加藤 大樹/Mr. Daiki Kato
(専攻楽器ピアノ/piano)

[ 2018.06.15 ]

学校名:昭和音楽大学大学院博士後期課程

ローム ミュージック ファンデーション奨学生の加藤大樹です。
2016年から採用して頂いた奨学生期間も、あっという間に最終レポートを書く段階となりました。

振り返ると昨年は6月以降、有難いことに毎月、海外との往復を繰り返す生活を過ごしておりました。

そのような生活を実現できたことも、偏に奨学金の支えがあったからこそと心から感謝しております。

昨秋には新たな出会いもあり、今後の道が拓かれたように思います。

 

12月にはドイツのボンで開催されたInternational Telekom Beethoven Competition Bonnに参加しました。

このコンクールはDVD審査によって選出された24名が開催地に集い、10日間の期間中に行われる予選から決勝までの4つのステージで競われます。

日本国内での注目度は高くないように思いますが、幅広い時代のレパートリーが要求される非常にハイレベルなコンクールです。

コンテスタントは基本的にホームステイでの滞在が可能で、私はドイツ人と台湾人のご夫妻、13歳の娘さんのご家族のお宅にお世話になりました。音楽好きのご一家で、ピアノやヴァイオリン、チェロなど皆様が楽器を演奏されます。

<ボンにて、ホームステイ先のご家族と>

 

彼らにとって初めて受け入れるコンテスタントだったそうですが、とても温かく歓迎して頂き、最高のサポートを受けることができました。

事務局の運営も素晴らしく、コンテスタントにとって一番重要な練習場所の確保も十分に満足できるものでした。

 

年末には2015、16年度の奨学生でもあるヴァイオリニストの鈴木舞さんとのコンサートを行いました。

同世代の最優秀な演奏家との出会いがあることも、奨学生となって嬉しかったことのひとつです。

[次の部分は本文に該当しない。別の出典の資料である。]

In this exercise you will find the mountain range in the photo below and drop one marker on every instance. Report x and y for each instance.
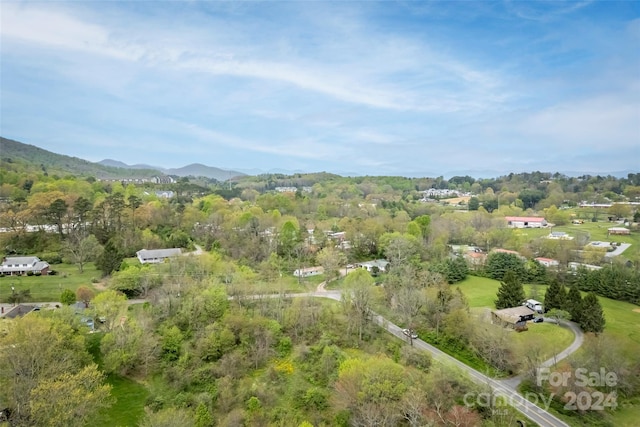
(114, 169)
(11, 150)
(194, 169)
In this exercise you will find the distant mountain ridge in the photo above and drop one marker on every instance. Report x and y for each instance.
(105, 169)
(11, 150)
(194, 169)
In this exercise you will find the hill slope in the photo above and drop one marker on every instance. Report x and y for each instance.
(195, 169)
(58, 163)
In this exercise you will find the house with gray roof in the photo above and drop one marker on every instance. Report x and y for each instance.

初共演ながらも、すぐに鈴木さんの持つ音楽の素晴らしさに私自身が感動し、渋谷や水戸など3会場での演奏会をすべて無事に終えることができました。

今後も共演が予定されており、嬉しい限りです。

<渋谷イープラスカフェでの演奏終了後>

 

年が明け、3月1日には横浜みらとみらいホールでベートーヴェンのピアノ協奏曲第5番を演奏しました。

このホールでの演奏は9歳以来、19年前振り。

それまではただの習い事だったピアノから、ピアニストという世界があることを教えてくれた方との出会いも、19年前の演奏会でした。

思い出深いホールに再び戻ってこられたことに感慨もひとしおでした。

<11度目の共演となった指揮者の田中祐子さんと>

 

思うようにいかない現実に諦めたくなることも一度や二度ではないですが、自分らしく精一杯、これからも頑張ってまいります。

 

 


鈴木舞さんとの共演、奨学生同士のつながりが生まれてくるのはローム ミュージック ファンデーションとして嬉しい限りです。 みなとみらいのホールも加藤さんにとっての原点のようなものなのですね。ぜひ初心を忘れずこれからも研鑽していってください。